• Friday, June 21, 2024


Tory lawmaker fined for racially abusing activist

Bob Stewart, 74, was convicted of a racially aggravated public order offence

Bob Stewart MP (Photo: parliament.uk)

By: Pramod Thomas

A British lawmaker who once commanded UN peacekeeping troops in Bosnia was fined after being found guilty of racial abuse.

Tory MP Bob Stewart, 74, was convicted of a racially aggravated public order offence on Friday (3) and ordered to pay £600 ($743) plus costs after a one-day trial at a court in central London.
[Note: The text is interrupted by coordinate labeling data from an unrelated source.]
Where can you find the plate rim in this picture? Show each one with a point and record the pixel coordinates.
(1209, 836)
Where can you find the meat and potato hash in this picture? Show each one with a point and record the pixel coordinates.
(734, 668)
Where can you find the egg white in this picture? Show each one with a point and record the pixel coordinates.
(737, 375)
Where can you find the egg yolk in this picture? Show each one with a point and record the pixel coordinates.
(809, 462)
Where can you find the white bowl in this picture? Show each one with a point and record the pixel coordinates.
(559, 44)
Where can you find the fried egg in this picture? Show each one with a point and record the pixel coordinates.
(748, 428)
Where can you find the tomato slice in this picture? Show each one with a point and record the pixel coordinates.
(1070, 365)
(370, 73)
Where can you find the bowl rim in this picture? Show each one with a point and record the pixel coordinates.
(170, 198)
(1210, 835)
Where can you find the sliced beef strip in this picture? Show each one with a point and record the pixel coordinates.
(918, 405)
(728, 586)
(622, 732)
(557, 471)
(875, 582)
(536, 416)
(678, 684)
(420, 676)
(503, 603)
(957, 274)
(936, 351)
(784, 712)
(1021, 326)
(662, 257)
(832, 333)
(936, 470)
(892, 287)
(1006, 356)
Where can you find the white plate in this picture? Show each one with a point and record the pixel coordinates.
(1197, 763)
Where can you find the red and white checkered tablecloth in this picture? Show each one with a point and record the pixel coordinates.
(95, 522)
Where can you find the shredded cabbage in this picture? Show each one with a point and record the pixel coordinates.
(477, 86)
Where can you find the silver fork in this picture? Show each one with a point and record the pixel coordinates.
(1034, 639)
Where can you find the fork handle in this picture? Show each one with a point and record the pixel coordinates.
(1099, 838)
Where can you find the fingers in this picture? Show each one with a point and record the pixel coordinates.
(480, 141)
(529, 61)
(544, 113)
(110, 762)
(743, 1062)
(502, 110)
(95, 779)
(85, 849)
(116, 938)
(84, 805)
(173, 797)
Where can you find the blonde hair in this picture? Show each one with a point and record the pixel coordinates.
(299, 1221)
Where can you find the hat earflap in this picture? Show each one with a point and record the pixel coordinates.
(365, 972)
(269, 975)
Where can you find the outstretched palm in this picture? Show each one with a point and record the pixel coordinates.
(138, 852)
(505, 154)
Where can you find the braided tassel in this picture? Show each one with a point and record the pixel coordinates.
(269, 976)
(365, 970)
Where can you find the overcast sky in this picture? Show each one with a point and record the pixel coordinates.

The former army officer had been confronted by human rights activist Sayed Ahmed Alwadaei after an event at the Bahraini Embassy in December last year.

Alwadaei, who was protesting outside, shouted: “Bob Stewart, for how much did you sell yourself to the Bahraini regime?”

The MP replied: “Go away, I hate you. You make a lot of fuss. Go back to Bahrain.”

In footage played during a trial at Westminster Magistrates’ Court, Stewart told Alwadaei: “You’re taking money off my country, go away”.

He also said: “Now shut up, you stupid man.”

The activist told judge Paul Goldspring he was exercising his right to protest alleged corruption and human rights violations in the Middle Eastern country by questioning Stewart.

He said he had not intended to insult the MP, whom he accused of being financed by Bahrain and of acting as a “well-known defender” of the regime.

The protester also claimed that during a trip to the country, Stewart had chanted “God save the king of Bahrain”.

“I feel that I was dehumanised, like I was someone who is not welcomed in the UK,” Alwadaei said when asked about the exchange.

Alwadaei, the director of the London-based Bahrain Institute for Rights and Democracy, said if he did return to Bahrain, he would “undoubtedly be killed and tortured”.

Stewart, apologised for his remarks last December, telling the Guardian newspaper, which first reported the incident, he had been “persistently taunted”.

He commanded United Nations peacekeeping forces in Bosnia during the Balkans conflict in the 1990s, retiring from the military in 1996 before becoming an MP in 2010.

During the hearing, Stewart insisted: “I am not a racist.”

Goldspring said: “I accept he is not racist per se, but that is not the case against him. Good men can do bad things.”